This example describes how to use the CLI to create a streaming cluster. Replace the red text with your Amazon S3 bucket information.

To create a cluster

  • In the directory where you installed the Amazon EMR CLI, run the following from the command line. For more information, see the Command Line Interface Reference for Amazon EMR.

    • Linux, UNIX, and Mac OS X users:

      ./elastic-mapreduce --create --stream \
      --input s3n://elasticmapreduce/samples/wordcount/input \
      --mapper s3://elasticmapreduce/samples/wordcount/wordSplitter.py \
      --reducer aggregate \
      --output s3n://myawsbucket
    • Windows users:

      ruby elastic-mapreduce --create --stream --input s3n://elasticmapreduce/samples/wordcount/input --mapper s3://elasticmapreduce/samples/wordcount/wordSplitter.py --reducer aggregate --output s3n://myawsbucket

The output looks similar to the following.

Created jobflow JobFlowID

By default, this command launches a cluster to run on a single-node cluster using an Amazon EC2 m1.small instance. Later, when your steps are running correctly on a small set of sample data, you can launch clusters to run on multiple nodes. You can specify the number of nodes and the type of instance to run with the --num-instances and --instance-type parameters, respectively.

API

This section describes the Amazon EMR API Query request parameters you need to create a streaming cluster. The response includes a <JobFlowID>, which you use in other Amazon EMR operations, such as when describing or terminating a cluster. For this reason, it is important to store cluster IDs.

The Args argument contains location information for your input data, output data, mapper, reducer, and cache file, as shown in the following example.

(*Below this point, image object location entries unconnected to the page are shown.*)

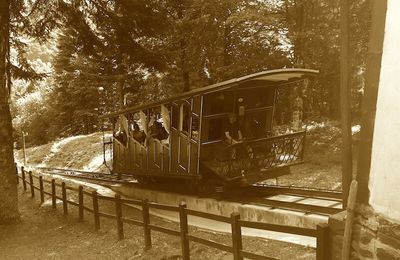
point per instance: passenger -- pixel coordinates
(137, 134)
(233, 134)
(157, 131)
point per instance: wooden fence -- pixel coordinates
(320, 233)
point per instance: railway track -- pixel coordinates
(305, 200)
(91, 176)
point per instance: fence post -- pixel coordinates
(322, 241)
(80, 205)
(146, 222)
(96, 210)
(41, 189)
(31, 184)
(236, 236)
(183, 223)
(16, 172)
(118, 213)
(53, 194)
(64, 196)
(23, 177)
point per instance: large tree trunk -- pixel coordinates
(8, 182)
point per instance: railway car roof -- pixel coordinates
(273, 77)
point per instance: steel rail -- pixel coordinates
(314, 193)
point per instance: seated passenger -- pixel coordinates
(137, 134)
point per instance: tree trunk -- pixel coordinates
(8, 182)
(183, 55)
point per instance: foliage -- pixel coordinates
(111, 54)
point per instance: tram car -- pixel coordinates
(212, 136)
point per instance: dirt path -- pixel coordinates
(46, 234)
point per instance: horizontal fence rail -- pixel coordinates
(320, 233)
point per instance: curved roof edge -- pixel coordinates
(277, 76)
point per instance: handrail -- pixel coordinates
(236, 223)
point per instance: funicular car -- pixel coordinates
(212, 136)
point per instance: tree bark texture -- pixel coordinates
(8, 182)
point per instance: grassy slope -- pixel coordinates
(74, 152)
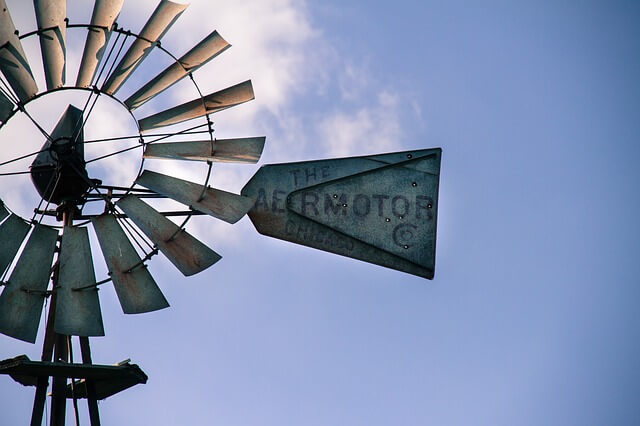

"Name": "streaming cluster",
"HadoopJarStep": 
	{
         "Jar": "/home/hadoop/contrib/streaming/hadoop-streaming.jar",
        "Args": 
           [
            "-input",   "s3n://elasticmapreduce/samples/wordcount/input",
            "-output",  "s3n://myawsbucket",
            "-mapper",  "s3://elasticmapreduce/samples/wordcount/wordSplitter.py",
            "-reducer", "aggregate"
           ]
    }

Note

All paths are prefixed with their location. The prefix “s3://” refers to the s3n file system. If you use HDFS, prepend the path with hdfs:///. Make sure to use three slashes (///), as in hdfs:///home/hadoop/sampleInput2/.